M starts to clean out yesterday’s ashes…
and dumps it out in the trashcan.
She starts scooping again…
…gets a big scoopful, then dumps it in the trash.
After several trips, the fireplace is now clean and ready for new firewood.
She lays down firewood Mark has cut and prepared – starting with one large piece at the bottom…
…and some smaller pieces at top.
She gets the fire starter.
Then she gets the torch. Don’t worry, dear readers – Mom’s the one who lights it!
Now we have a warm fire to enjoy the rest of the day!

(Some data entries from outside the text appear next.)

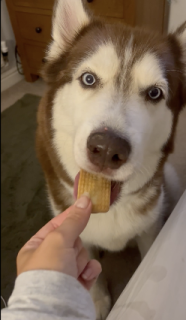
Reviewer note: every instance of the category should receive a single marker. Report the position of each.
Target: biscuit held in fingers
(98, 188)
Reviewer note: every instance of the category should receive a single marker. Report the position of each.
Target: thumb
(75, 221)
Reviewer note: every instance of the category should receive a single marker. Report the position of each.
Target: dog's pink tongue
(115, 189)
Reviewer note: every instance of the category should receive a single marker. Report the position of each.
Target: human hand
(57, 246)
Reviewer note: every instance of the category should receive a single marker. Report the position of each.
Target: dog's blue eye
(154, 93)
(88, 79)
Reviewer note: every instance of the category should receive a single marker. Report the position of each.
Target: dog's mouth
(115, 189)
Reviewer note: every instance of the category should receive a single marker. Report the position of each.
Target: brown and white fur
(127, 62)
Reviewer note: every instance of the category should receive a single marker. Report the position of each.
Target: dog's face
(118, 93)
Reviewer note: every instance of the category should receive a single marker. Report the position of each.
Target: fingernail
(82, 202)
(87, 274)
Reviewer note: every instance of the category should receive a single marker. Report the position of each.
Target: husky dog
(111, 108)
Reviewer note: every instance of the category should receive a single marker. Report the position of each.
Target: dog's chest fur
(126, 63)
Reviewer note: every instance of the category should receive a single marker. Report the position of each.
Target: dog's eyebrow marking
(147, 72)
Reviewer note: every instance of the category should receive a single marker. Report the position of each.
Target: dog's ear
(68, 19)
(180, 35)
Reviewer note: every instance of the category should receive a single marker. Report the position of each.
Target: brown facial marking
(59, 72)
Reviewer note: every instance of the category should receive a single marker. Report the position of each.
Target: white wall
(177, 13)
(6, 28)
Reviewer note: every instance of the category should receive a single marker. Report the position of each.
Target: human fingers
(90, 274)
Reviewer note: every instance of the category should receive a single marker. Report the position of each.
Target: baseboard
(9, 78)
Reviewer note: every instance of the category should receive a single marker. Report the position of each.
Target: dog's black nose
(107, 150)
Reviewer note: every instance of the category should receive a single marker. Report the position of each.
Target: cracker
(98, 188)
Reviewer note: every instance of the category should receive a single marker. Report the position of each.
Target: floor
(128, 260)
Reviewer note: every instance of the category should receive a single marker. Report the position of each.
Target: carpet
(24, 203)
(25, 207)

Look around your home and see if there is a task your family does everyday that your child could participate in – and maybe take over. Let them have the choice of doing the activity everyday, but a child under 5 is too young to be required to do it everyday.
When your child starts to help out around the house, don’t feel like you need to reward them or praise them excessively. If you rely heavily on qualitative praise (like, ‘you’re so smart’) or giving your child rewards (like toys, money or cookies) – it will take away from their own sense of accomplishment. Pretty soon, you’ll find that they only do things for your praise or reward. And their joy of doing the activity diminishes.
The best way to praise your child is by using simple phrases like, ‘You cleaned the fireplace,’ ‘You helped wash the dishes’ or ‘You brought your dishes to the sink.’ These descriptive praises tells them you noticed what they did – and your acknowledgement is all they need.